Within this component, you can define rule blocks to specify how you would like to process metrics before they’re stored or forwarded.
This configuration creates a prometheus.relabel
component named filter_metrics
which does the following:
- It receives scraped metrics from the
scrape_metrics
component. - It tells Alloy to drop metrics that have an
"env"
label equal to"dev"
. - It forwards the processed metrics to the receiver of another component called
metrics_service
.
Third component: Write metrics to Prometheus
Paste the following component configuration below the previous component in your config.alloy
file:
prometheus.remote_write "metrics_service" {
endpoint {
url = "http://localhost:9090/api/v1/write"
// basic_auth {
// username = "admin"
// password = "admin"
// }
}
}
This final component creates a prometheus.remote_write
component named metrics_service
that points to http://localhost:9090/api/v1/write
.
This completes the simple configuration pipeline.
Tip
The
basic_auth
is commented out because the localdocker compose
stack doesn’t require it. It’s included in this example to show how you can configure authorization for other environments.For further authorization options, refer to the
prometheus.remote_write
component documentation.
This connects directly to the Prometheus instance running in the Docker container.
Reload the configuration
Copy your local config.alloy
file into the default Alloy configuration file location.
sudo cp config.alloy $(brew --prefix)/etc/alloy/config.alloy
sudo cp config.alloy /etc/alloy/config.alloy
Call the /-/reload
endpoint to tell Alloy to reload the configuration file without a system service restart.
curl -X POST http://localhost:12345/-/reload
Tip
This step uses the Alloy UI, on
localhost
port12345
. If you choose to run Alloy in a Docker container, make sure you use the--server.http.listen-addr=0.0.0.0:12345
argument.If you don’t use this argument, the debugging UI won’t be available outside of the Docker container.
Optional: You can do a system service restart Alloy and load the configuration file:
```macos
brew services restart alloy
```
```linux
sudo systemctl reload alloy
```
Inspect your configuration in the Alloy UI
Open http://localhost:12345 and click the Graph tab at the top. The graph should look similar to the following:
The Alloy UI shows you a visual representation of the pipeline you built with your Alloy component configuration.

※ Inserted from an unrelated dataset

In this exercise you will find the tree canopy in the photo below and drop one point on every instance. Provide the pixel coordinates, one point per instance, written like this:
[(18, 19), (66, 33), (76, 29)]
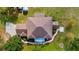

You can see that the components are healthy, and you are ready to explore the metrics in Grafana.
Log into Grafana and explore metrics in Prometheus
Open http://localhost:3000/explore/metrics/ to access the Explore Metrics feature in Grafana.
From here you can visually explore the metrics that are being sent to Prometheus by Alloy.
You can also build promQL queries manually to explore the data further.
Open http://localhost:3000/explore to access the Explore feature in Grafana.
Select Prometheus as the data source and click the Metrics Browser button to select the metric, labels, and values for your labels.
Here you can see that metrics are flowing through to Prometheus as expected, and the end-to-end configuration was successful.
Summary
You have configured Alloy to collect and process metrics from your local host and send them to your local Grafana stack.